World sites vie for spot on Unesco heritage list as Venice risks downgrade

Venice is in danger from rising water levels, and could be downgraded to "at risk", which is the first step towards exclusion from the Unesco list. PHOTO: AFP

PARIS - More than 50 world sites hope for inclusion on the United Nation’s coveted heritage list at a meeting opening in Riyadh on Sunday, while some incumbents, including Venice and Kyiv, face the risk of a downgrade.

Unesco, the United Nation’s educational, scientific and cultural organisation, keeps the world heritage list, which it says is a reflection of the planet’s cultural and natural diversity.

The agency meets once a year to update the list, the inclusion on which is seen by many countries as crucial for tourism and the ability to source for funding for the preservation of sites.

Conversely, countries are eager to avoid being dropped from the list, including Australia which has recently made major efforts to avoid the exclusion of the Great Barrier Reef because of the government’s shortcomings in protecting the natural site from the impact of climate change and tourism.

At the meeting in Saudi Arabia, some well-established sites, including Venice and Kyiv, will be in the spotlight for a possible “at risk” qualification – the first step towards exclusion from the list which features 1,157 sites, of which 900 are cultural, 218 natural and 39 mixed.

Six sites could be declared “in danger” at the Riyadh meeting, joining the 55 already on that watchlist.

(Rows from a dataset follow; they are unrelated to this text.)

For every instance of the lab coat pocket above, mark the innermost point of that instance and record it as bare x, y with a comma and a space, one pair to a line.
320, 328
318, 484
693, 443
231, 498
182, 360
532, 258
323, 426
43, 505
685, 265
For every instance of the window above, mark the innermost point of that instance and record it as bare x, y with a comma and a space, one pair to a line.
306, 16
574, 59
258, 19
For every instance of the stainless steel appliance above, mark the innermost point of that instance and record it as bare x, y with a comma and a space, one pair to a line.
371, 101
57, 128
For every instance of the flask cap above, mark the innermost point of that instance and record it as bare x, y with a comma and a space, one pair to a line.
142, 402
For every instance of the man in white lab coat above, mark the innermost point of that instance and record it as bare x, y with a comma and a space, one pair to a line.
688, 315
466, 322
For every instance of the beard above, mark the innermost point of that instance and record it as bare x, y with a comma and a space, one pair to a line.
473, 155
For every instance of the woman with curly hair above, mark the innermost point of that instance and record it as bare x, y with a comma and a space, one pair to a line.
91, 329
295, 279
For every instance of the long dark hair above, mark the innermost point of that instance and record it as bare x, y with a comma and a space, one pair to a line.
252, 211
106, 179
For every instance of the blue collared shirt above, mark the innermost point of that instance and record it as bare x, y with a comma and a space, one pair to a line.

Venice is in danger from rising water levels, attributed to climate change and excessive numbers of tourists, Mr Lazare Eloundou Assomo, Unesco’s director of world heritage, told AFP.

Ukrainian sites Kyiv and Lviv are “threatened by destruction” in the ongoing war with Russia.

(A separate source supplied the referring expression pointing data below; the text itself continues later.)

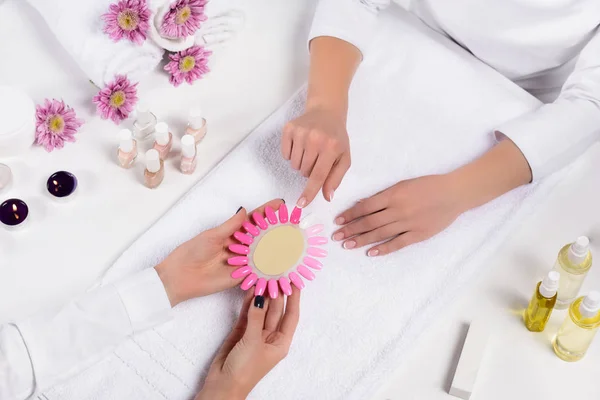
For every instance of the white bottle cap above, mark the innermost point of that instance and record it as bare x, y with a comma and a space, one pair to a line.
153, 161
161, 132
549, 285
125, 141
196, 118
590, 305
188, 146
579, 250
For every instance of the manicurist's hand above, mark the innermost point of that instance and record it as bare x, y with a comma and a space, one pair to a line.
260, 340
199, 266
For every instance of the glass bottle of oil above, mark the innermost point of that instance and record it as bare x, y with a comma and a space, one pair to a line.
542, 303
573, 263
579, 328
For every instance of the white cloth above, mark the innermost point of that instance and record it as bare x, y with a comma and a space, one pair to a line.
40, 351
360, 315
540, 45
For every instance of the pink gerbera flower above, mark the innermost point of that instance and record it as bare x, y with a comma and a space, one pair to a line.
127, 19
56, 123
188, 65
117, 99
183, 19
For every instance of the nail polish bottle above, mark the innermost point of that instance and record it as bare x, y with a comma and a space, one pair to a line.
163, 140
127, 152
196, 125
188, 154
155, 169
145, 122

“We don’t know what will happen,” he said.

‘Our humanity’

This year’s applicants for inclusion on the list – 53 including a backlog from 2022 when the meeting, scheduled in Russia, was cancelled because of the war – features a large number of little-known sites, such as Koh Ker, a remote area in the northern Cambodian jungle with several archaeological sites dating back to the Khmer empire.

Turkey is hoping for recognition of its medieval mosques featuring wooden structures, while France has entered the Maison Carree (Square House) in the south-western city of Nimes, a well-preserved ancient Roman temple.

Tunisia, meanwhile, hopes that the island of Djerba will get a listing, not for the mass tourism it is famous for, but for its “cultural landscape”.

Tajikistan, Turkmenistan and Uzbekistan filed a joint application for the Zarafshan-Karakum Corridor, a 900km stretch along the ancient Silk Road.

Inclusion on the heritage list is a “recognition” that the countries concerned have sites that “are important and contribute to the development of our humanity”, Mr Eloundou Assomo said.

This year’s applications reflect a trend towards more memorial sites, such as the application by Rwanda for four sites commemorating the genocide of the country’s Tutsi population.

Argentina is proposing a site commemorating the victims of the military dictatorship in the 1970s and 80s, and France and Belgium are proposing sites of World War I remembrance.